Incident Report: Uptime Kuma Monitors All Down¶

Date: 2026-03-13 Duration: ~5 days (undetected), ~30 minutes (active troubleshooting) Severity: Medium — monitoring blind spot, no alerting for actual outages Services affected: All 10+ Uptime Kuma monitors showing DOWN despite services being healthy

Timeline (PYT)¶

Time	Event

| ~Mar 7 | Uptime Kuma and ntfy containers started on VPS. Host resolv.conf pointed to 100.100.100.100 (MagicDNS). Docker embedded DNS cached this as ExtServers: [host(100.100.100.100)] | | Mar 12 ~21:50 | DNS incident fix: accept-dns=false applied, host resolv.conf changed to 127.0.0.1 (AdGuard). Headscale, Caddy, AdGuard containers restarted — but Uptime Kuma and ntfy were NOT restarted | | Mar 12 ~21:50 | Uptime Kuma container retains stale ExtServers: [host(100.100.100.100)]. All hostname-based monitors begin failing silently | | Mar 13 ~10:30 | User notices all Uptime Kuma monitors showing DOWN with ~11-14% uptime | | Mar 13 ~10:35 | Investigation: VPS containers all healthy, DNS resolves from host, headscale/ntfy respond 200 from host | | Mar 13 ~10:40 | Container resolv.conf inspected: ExtServers: [host(100.100.100.100)] — stale MagicDNS upstream | | Mar 13 ~10:42 | docker restart uptime-kuma — ExtServers updates to [host(127.0.0.1)] (AdGuard) | | Mar 13 ~10:43 | VPS-local monitors recover (cronova.dev, headscale, ntfy, hermosilla.me → 200) | | Mar 13 ~10:45 | Internal *.cronova.dev monitors still failing — vault.cronova.dev → ENOTFOUND | | Mar 13 ~10:50 | Root cause 2 identified: AdGuard has no DNS rewrites for internal hostnames. These only exist in headscale extra_records (MagicDNS), not in public DNS | | Mar 13 ~10:55 | 18 DNS rewrites added to AdGuard config for all internal *.cronova.dev → Tailscale IPs | | Mar 13 ~10:57 | Rewrites not working — AdGuard auto-set enabled: false on each entry | | Mar 13 ~11:00 | Fixed to enabled: true, AdGuard restarted, Uptime Kuma restarted | | Mar 13 ~11:02 | All reachable monitors confirmed green (vault, jara, taguato, git → 200) |

Root Cause¶

Two independent issues compounded to create a complete monitoring blind spot:

Cause 1: Stale Docker DNS cache¶

Docker's embedded DNS (127.0.0.11) caches the host's upstream DNS servers (ExtServers) at container startup and never refreshes them. When the VPS host's resolv.conf was changed from 100.100.100.100 (MagicDNS) to 127.0.0.1 (AdGuard) during the Mar 12 DNS incident fix, the Uptime Kuma container kept the old MagicDNS upstream.

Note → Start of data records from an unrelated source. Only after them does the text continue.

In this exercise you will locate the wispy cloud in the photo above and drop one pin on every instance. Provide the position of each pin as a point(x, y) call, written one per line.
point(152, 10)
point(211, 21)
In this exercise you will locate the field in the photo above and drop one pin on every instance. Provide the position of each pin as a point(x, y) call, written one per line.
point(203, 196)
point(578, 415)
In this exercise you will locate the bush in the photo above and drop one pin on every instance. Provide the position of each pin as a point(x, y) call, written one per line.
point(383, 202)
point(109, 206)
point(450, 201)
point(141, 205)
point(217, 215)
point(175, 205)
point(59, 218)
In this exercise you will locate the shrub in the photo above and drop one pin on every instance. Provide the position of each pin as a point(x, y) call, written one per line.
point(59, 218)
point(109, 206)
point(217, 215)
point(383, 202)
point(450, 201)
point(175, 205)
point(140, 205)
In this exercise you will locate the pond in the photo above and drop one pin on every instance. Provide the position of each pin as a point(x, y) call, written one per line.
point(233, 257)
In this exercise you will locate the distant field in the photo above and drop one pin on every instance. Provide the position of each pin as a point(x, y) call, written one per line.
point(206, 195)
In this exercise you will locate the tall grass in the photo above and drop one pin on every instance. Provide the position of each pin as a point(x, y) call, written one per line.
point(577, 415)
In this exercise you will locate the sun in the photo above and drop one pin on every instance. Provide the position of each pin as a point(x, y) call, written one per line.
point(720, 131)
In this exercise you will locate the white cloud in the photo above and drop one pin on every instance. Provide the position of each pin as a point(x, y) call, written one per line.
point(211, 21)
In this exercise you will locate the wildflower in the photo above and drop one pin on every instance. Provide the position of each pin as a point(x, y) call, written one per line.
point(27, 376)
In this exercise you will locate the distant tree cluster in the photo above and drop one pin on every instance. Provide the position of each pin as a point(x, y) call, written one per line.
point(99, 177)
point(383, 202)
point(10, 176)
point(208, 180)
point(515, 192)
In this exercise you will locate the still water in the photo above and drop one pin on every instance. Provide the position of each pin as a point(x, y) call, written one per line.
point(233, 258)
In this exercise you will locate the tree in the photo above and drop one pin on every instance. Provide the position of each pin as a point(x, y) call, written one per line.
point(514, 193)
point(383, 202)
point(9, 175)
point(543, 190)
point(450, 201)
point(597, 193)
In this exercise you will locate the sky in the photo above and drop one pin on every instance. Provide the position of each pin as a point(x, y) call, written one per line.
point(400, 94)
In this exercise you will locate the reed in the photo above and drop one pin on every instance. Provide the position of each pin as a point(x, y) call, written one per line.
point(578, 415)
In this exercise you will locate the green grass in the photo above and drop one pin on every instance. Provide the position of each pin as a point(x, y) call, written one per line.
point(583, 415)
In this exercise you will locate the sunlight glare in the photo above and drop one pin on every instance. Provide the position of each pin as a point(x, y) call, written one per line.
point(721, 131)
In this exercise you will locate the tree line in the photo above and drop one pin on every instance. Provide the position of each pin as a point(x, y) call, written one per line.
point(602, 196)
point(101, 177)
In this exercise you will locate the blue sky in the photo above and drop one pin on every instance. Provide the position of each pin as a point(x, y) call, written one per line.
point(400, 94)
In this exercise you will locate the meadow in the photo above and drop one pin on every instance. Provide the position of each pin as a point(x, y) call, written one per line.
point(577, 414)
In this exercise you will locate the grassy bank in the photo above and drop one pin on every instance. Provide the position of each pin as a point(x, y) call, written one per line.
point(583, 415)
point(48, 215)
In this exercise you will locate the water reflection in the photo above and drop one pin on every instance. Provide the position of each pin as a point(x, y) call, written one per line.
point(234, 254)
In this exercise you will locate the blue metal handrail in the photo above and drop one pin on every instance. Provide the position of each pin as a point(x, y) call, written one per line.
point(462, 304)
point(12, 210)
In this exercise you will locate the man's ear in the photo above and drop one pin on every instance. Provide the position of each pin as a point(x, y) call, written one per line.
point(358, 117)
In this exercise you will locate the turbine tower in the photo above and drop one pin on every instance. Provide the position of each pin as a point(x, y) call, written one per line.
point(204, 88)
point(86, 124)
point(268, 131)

MagicDNS on the VPS (with accept-dns=false) forwards to the headscale global nameservers:

100.68.63.168 (Docker VM Pi-hole) — returns LAN IPs unreachable from VPS
1.1.1.1 (Cloudflare fallback)

This intermittent/broken resolution caused all hostname-based monitors to fail with connection timeouts.

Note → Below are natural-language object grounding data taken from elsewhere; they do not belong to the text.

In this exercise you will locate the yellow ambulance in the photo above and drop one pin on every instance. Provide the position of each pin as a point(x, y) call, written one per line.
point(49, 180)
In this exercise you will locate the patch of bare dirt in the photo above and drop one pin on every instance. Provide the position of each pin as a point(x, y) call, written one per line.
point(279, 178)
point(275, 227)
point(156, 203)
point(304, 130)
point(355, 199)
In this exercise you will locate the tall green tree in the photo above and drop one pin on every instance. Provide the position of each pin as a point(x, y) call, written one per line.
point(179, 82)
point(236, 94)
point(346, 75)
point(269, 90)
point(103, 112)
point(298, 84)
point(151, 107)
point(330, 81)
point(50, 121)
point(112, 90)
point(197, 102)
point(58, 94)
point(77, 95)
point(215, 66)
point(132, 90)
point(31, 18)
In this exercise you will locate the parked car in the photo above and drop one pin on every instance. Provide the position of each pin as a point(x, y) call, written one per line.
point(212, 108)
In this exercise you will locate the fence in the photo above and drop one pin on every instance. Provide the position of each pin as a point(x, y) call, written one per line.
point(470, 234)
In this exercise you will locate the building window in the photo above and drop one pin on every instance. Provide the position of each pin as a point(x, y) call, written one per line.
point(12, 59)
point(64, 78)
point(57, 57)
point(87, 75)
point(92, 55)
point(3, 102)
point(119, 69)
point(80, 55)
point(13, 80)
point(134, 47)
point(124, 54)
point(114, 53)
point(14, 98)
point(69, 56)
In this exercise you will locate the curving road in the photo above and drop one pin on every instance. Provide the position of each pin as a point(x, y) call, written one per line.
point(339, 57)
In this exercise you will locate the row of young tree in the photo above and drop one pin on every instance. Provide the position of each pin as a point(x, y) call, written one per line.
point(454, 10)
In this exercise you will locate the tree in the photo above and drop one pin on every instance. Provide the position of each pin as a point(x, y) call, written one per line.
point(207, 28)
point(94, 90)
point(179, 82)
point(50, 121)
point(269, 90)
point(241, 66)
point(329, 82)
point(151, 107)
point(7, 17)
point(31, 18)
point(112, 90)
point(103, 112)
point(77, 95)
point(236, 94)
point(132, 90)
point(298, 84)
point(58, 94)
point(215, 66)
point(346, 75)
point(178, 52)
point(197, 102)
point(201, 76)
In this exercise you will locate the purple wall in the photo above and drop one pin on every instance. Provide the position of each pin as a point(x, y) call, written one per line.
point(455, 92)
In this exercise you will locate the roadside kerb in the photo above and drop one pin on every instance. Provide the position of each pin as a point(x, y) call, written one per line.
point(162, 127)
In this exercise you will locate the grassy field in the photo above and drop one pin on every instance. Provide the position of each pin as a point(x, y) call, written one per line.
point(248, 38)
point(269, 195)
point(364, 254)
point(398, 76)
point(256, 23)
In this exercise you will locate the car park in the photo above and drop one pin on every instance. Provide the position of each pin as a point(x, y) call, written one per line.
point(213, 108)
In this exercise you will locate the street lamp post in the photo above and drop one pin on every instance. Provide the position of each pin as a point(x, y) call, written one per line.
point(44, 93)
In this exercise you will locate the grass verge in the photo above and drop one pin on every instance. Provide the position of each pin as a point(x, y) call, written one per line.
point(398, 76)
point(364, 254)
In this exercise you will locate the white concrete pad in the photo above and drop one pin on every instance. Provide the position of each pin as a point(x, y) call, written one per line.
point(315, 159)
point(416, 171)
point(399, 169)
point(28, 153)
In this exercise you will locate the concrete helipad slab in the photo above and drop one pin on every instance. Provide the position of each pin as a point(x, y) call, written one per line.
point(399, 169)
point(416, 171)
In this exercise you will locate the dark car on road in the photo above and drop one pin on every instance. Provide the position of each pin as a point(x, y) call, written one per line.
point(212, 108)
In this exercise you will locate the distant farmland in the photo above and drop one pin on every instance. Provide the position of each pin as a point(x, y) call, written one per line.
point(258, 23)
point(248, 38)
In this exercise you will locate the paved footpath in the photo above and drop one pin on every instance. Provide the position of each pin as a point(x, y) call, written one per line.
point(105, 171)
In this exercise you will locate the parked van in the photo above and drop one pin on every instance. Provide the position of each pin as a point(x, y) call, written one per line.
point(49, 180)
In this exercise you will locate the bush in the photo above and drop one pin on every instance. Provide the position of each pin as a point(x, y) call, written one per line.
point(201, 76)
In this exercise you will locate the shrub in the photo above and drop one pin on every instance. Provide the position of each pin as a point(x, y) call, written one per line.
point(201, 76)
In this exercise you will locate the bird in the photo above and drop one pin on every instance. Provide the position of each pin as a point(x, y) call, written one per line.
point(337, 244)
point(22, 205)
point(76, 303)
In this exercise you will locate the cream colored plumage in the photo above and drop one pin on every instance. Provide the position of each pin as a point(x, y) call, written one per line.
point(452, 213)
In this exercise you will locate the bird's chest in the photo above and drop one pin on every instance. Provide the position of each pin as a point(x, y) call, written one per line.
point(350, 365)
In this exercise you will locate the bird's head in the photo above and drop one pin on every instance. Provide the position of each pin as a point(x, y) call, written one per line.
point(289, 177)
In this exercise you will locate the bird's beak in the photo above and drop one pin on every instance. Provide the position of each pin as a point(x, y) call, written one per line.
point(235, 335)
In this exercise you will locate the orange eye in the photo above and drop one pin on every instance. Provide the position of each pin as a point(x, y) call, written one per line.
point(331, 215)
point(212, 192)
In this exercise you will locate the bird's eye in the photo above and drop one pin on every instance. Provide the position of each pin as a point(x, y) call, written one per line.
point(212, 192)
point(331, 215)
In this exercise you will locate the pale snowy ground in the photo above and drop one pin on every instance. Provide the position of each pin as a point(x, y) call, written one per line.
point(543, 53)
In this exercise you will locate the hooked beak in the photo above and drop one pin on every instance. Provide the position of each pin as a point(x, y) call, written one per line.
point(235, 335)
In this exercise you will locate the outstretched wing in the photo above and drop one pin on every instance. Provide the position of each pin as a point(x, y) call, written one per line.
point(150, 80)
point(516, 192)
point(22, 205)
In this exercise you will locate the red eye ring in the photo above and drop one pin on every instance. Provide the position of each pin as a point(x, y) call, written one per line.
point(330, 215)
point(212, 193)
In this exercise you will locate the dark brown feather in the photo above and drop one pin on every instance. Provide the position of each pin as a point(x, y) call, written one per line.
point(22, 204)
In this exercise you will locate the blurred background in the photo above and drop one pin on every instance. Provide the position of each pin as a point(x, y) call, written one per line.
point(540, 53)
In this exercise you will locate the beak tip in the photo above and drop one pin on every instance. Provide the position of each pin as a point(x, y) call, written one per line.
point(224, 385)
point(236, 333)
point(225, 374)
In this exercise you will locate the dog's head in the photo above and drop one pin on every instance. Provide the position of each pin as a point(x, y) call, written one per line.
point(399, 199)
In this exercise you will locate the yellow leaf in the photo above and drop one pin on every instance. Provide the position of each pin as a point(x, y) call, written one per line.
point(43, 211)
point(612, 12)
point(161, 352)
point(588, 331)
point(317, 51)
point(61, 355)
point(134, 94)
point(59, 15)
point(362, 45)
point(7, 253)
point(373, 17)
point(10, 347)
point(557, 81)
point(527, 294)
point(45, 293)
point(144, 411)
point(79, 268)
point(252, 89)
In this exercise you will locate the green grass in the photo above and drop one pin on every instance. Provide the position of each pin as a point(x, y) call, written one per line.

Container: 127.0.0.11 → 100.100.100.100 (MagicDNS, stale)
                              ↓
                    100.68.63.168 (Pi-hole)
                              ↓
                    192.168.0.10 (LAN IP) ← unreachable from VPS
                              ↓
                         TIMEOUT → monitor DOWN

Cause 2: Internal hostnames not in public DNS¶

After fixing Cause 1, monitors checking *.cronova.dev internal services (vault, jara, taguato, etc.) still failed with ENOTFOUND. These hostnames only exist in headscale extra_records, which are served by MagicDNS to Tailscale clients. The VPS, with accept-dns=false, uses AdGuard → Unbound → root servers for DNS — a fully public resolution path that has no knowledge of internal records.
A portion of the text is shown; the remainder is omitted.